Commentary

Cross-Platform Measurement And The Golden Spike

by Josh Chasin , Op-Ed Contributor, March 12, 2015

After viewability and fraud, what’s the biggest issue in digital metrics today? Now, I know what you’re thinking: “There are other issues in digital metrics?” Humor me for a few hundred words.

From my perspective, given that we’re taking a column-long reprieve from viewability and fraud, the biggest measurement issue currently confronting buyers, sellers and researchers in the digital space is cross-platform or multiscreen measurement. In short: the convergence of TV and digital measurement, encompassing computers, smartphones, tablets, so-called “traditional” TV, and over-the-top (OTT).

Consider:

The phenomenon of “cord-cutting” is real. I know most estimates peg this at between 4%-8%, which may not seem like much now. But in 2004, telephonic cord cutting (aka, cell-only households) was at about 4%. Now it’s at about 44%. TV cord-cutting may not get to 44% in 10 years, but it’s not going to abate any time soon.
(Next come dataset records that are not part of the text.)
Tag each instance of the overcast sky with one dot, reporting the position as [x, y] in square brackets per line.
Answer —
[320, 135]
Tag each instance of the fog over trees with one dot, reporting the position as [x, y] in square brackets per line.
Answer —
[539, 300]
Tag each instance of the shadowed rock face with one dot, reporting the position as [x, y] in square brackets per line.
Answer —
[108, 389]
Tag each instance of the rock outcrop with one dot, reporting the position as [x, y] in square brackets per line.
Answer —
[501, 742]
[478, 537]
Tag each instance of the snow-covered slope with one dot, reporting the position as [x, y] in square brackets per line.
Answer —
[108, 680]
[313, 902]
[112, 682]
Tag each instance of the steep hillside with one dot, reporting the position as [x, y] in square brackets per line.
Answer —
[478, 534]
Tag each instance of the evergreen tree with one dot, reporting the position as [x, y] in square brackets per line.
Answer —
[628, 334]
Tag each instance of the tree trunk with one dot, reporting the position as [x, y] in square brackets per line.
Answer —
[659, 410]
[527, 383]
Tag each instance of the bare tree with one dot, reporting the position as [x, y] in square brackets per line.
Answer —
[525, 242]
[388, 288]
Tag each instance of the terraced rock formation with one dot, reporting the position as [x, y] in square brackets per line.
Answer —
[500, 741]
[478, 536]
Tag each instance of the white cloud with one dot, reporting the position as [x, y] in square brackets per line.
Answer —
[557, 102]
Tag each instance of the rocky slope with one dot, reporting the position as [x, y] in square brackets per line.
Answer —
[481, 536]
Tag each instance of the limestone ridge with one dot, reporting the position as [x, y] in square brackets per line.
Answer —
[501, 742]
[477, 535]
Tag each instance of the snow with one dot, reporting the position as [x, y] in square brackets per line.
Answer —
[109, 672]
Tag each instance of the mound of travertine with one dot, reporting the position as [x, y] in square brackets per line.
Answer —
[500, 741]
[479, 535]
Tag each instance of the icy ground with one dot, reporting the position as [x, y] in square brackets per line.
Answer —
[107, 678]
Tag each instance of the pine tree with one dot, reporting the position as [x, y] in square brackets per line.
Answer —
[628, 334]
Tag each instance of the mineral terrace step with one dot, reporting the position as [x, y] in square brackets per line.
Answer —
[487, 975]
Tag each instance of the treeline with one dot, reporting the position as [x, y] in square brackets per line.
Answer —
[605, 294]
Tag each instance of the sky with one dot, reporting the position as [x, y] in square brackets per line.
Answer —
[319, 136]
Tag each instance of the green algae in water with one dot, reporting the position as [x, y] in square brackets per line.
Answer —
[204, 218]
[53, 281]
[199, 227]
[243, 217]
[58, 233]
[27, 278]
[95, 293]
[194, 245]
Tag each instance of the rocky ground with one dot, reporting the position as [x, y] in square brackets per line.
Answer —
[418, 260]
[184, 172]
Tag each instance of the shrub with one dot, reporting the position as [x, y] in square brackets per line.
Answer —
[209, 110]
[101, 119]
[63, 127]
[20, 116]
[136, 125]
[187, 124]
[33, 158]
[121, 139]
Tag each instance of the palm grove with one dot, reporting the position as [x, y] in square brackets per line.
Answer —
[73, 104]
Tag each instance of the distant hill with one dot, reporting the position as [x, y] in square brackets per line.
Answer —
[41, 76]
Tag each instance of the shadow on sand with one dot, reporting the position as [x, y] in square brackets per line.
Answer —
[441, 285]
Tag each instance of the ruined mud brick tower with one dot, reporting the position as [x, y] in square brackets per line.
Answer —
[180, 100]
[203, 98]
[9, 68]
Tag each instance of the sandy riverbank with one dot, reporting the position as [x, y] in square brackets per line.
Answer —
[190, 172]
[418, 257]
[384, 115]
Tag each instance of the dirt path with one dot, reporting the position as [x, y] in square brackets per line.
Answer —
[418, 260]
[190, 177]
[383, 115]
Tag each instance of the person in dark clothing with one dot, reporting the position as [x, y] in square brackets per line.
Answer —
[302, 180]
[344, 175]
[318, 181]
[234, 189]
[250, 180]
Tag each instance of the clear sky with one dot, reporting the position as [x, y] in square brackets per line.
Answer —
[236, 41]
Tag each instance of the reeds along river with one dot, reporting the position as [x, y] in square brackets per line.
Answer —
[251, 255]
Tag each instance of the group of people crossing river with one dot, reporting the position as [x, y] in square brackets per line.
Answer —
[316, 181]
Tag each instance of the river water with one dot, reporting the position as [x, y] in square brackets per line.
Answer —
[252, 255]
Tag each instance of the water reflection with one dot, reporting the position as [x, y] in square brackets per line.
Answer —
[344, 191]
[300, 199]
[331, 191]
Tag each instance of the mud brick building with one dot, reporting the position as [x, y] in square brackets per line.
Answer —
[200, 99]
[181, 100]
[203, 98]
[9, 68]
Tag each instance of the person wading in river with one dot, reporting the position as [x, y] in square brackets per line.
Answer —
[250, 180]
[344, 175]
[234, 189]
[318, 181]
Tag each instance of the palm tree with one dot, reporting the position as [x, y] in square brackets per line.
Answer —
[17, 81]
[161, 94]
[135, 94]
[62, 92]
The digital space now has its own version of TV’s upfront: the Newsfronts, where both traditional and digital-only video providers convene to present short- and long-form program opportunities to advertisers. These programs are consumed across a diverse multiplicity of screen types.

To an entire generation, “TV” has taken on a new meaning. Recently I asked my 10-year-old daughter what she was doing. “I’m watching TV,” she called from her room. When I looked in on her, she was watching Netflix on her iPad.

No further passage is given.